Date of Award

December 2019

Document Type

Dissertation

Degree Name

Doctor of Philosophy (PhD)

Department

School of Computing

Committee Member

Jim Martin

Committee Member

Brian Dean

Committee Member

Kuang-Ching Wang

Committee Member

James Westall

Abstract

Mobile wireless networks are always challenged by growing application demand. The increasing heterogeneity of both mobile device connection capability and wireless network coverage forms a general heterogeneous wireless network (HetNet). This type of HetNet contains sub-networks of different Radio Access Technologies. How to better coordinate the mappings of flows between Access Points (AP) and User Equipment (UE) inside this type of HetNet to improve system and user-level performance is an interesting research problem. The flow mapping systems used by off-the-shelf mobile devices make policy-based decisions from local information. Several global information based flow mapping systems that use Generalized Proportional Fairness (GPF) as the optimization objectives have been proposed to improve the system-level performance. However, they have not been compared with both the local-policy based approaches and the optimal solution under the same assumptions with variations of system parameters. Therefore, it is still unclear to the community whether it is worthwhile to construct a flow mapping system for HetNets composed by LTE and WiFi networks, even under a simplified assumption of only optimizing throughput related system performance metrics. In this dissertation, we evaluate three types of flow mapping systems: Global Information based Flow Mapping Systems (GIFMS), Local Information based Flow Mapping Systems (LIFMS), and Semi-GIFMS. We evaluate these systems with metrics related to both the spectrum efficiency and flow-level fairness under the following variations of system parameters: 1) topologies of UEs; 2) coverage of APs; 3) number of UEs; 4) number of non-participating UEs; 5) on-off session dynamics; 6) UE mobility. We also discuss options to implement each type of flow mapping systems and any relevant trade-offs.
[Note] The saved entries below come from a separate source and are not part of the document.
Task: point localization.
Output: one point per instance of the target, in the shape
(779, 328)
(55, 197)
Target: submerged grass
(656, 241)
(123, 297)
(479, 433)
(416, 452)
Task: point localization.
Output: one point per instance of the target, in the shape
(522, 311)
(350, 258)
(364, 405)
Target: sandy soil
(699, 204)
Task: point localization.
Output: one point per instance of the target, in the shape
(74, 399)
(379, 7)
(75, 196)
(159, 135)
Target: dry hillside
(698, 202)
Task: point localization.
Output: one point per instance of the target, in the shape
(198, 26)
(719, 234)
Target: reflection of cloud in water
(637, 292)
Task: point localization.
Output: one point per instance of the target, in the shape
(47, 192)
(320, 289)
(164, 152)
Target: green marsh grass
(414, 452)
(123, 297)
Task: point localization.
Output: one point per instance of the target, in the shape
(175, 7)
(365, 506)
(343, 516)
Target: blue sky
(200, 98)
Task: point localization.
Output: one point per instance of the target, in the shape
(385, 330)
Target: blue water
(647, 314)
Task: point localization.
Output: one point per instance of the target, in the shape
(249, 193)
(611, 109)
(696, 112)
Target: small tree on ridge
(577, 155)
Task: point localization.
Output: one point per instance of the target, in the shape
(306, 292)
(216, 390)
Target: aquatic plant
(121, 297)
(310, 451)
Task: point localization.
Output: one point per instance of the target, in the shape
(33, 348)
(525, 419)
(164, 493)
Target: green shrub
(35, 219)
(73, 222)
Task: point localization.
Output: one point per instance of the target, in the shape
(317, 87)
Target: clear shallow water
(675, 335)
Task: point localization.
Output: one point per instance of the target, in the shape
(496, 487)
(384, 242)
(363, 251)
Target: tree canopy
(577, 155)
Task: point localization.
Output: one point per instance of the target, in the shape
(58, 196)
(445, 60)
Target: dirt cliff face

From the evaluations, we find that the currently-in-use WiFi preferred local greedy flow mapping system provides far poorer spectral efficiency and generalized proportional fairness than all the other tested flow mapping systems, including the local greedy flow mapping systems that give LTE and WiFi equal opportunities (local-greedy-equal-chance) in most settings. This finding indicates that the flow mapping system in use has much room for improvement in terms of GPF and aggregate throughput. The performance of local-greedy-equal-chance is close to that of the global and AP-level information based systems under some UE topologies. However, their performance is not as consistent as the global and AP-level based systems when UEs form clusters that produce AP load imbalance.

We also derive the incremental evaluations of GPF for both proportional and max-min fair scheduled APs. Based on these derivations, we propose a design for AP-level information based flow mapping system or Semi-GIFMS. It is an event-triggered flow mapping system based on minimum AP-level metrics monitoring and dissemination. From our evaluation and analysis, this flow mapping system performs equivalent to or better than GIFMS in terms of both GPF and aggregate throughput in all the tested scenarios. It also owns the advantages of lower overhead and not requiring an additional scheduling server. We think it is the best choice for the next generation HetNets where APs can be modified to monitor and broadcast the minimum information identified.

Furthermore, we find that the number of UEs, number of non-participating UEs, coverage of APs, bandwidth sharing types of APs, on-off session and UE mobility dynamics do not have a major impact on the relative performance difference among various flow mapping systems.